The use of media with community can have positive effects on the persona life of the user. Online communities can help a person shape their identity in a positive way.
In this article from Today, teens say that selfies help with their self esteem. Pamela Rutlede says that it’s the first time that people, particularly young adults have become the creators of photographs and get to control their image of themselves, whereas in the media industry there are a lot of beauty standards that damage identity and self esteem. Insulting people for reveling in their selfies as some kind of lack of self esteem is ignoring that selfies are a symptom of this larger problem, which can help individuals struggling with self esteem. An important part of selfies isn’t just the images themselves, it’s also the online communities in which they’re shared. A teenager or young adult is much more likely to share selfies among their personal social circles, whether its just close friends or mixed in with strangers, versus on a very public platform like Facebook because they want feedback from that particular online circle they’ve formed.
“Both clothing and selfies are useful tools for negotiating identity. As a result, you’ll find selfies that are really healthy and empowering as well as those that highlight how some youth are in pain.” — Danah Boyd
One of the biggest examples of this is with the #Blackout selfie movement that happened a few weeks ago. For weeks beforehand, a day was organized among different online black communities to allow for a day in which only black people would post selfies on certain websites as a way to challenge normal beauty standards and celebrate their own beauty and confidence. People shared their selfies among different online communities that they were a part of, and the result was a very positive and reaffirming experience for a lot of people. It came from communities that formed and shared them online in response to societal standards and expectations. This can also happen with different LGBQT communities and other marginilized people who gain self confidence and identity through finding online communities of people like them.
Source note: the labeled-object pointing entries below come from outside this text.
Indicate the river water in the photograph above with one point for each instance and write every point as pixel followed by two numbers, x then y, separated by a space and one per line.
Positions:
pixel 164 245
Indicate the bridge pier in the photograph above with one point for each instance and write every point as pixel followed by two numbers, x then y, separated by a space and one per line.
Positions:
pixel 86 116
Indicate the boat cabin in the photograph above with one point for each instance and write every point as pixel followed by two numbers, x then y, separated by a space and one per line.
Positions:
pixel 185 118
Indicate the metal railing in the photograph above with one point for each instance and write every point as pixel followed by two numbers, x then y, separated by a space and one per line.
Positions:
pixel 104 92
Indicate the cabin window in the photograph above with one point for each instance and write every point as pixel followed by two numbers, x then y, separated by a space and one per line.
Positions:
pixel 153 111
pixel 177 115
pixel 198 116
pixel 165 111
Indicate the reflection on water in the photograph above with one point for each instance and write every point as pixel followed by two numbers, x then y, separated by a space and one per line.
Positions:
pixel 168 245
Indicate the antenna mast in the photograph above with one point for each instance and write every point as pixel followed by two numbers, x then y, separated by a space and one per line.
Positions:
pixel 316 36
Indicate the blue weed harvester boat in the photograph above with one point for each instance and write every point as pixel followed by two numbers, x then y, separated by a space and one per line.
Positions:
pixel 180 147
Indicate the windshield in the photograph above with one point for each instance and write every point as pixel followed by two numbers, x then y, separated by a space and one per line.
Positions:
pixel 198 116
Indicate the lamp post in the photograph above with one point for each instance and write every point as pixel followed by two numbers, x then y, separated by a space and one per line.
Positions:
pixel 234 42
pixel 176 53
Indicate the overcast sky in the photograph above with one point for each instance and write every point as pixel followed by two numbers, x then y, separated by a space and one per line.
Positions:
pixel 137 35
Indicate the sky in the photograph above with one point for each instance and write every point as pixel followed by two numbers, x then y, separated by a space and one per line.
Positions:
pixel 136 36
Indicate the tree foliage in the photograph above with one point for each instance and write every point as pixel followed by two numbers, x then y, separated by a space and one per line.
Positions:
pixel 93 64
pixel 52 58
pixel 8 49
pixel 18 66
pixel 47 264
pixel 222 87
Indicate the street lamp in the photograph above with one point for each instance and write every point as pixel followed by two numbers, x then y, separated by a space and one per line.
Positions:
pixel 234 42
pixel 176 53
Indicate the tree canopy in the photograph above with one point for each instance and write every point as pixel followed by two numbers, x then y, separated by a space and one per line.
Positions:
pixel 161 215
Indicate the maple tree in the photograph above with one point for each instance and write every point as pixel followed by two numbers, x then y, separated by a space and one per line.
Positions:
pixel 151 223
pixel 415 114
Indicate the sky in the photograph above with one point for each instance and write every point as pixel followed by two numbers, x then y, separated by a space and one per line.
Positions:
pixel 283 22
There are too many benefits to online communities to get caught up focusing in how annoying certain ones can be. Even if someone isn’t interacting with a full conversation with someone online, using the internet and being a part of different internet circles has evolved to become a social facilitator in our everyday lives and is a great way to find and cultivate different interests. Getting caught up in pettyness so much is a reflection of what places online which you have probably trapped yourself in.
I feel that most of your internet experience comes down to what you make it. If you feel like there’s no hope of escaping, you aren’t stuck in just one place on the internet, and if all else fails, just hold out hope that some other website will come along and free the human race like the rest of us.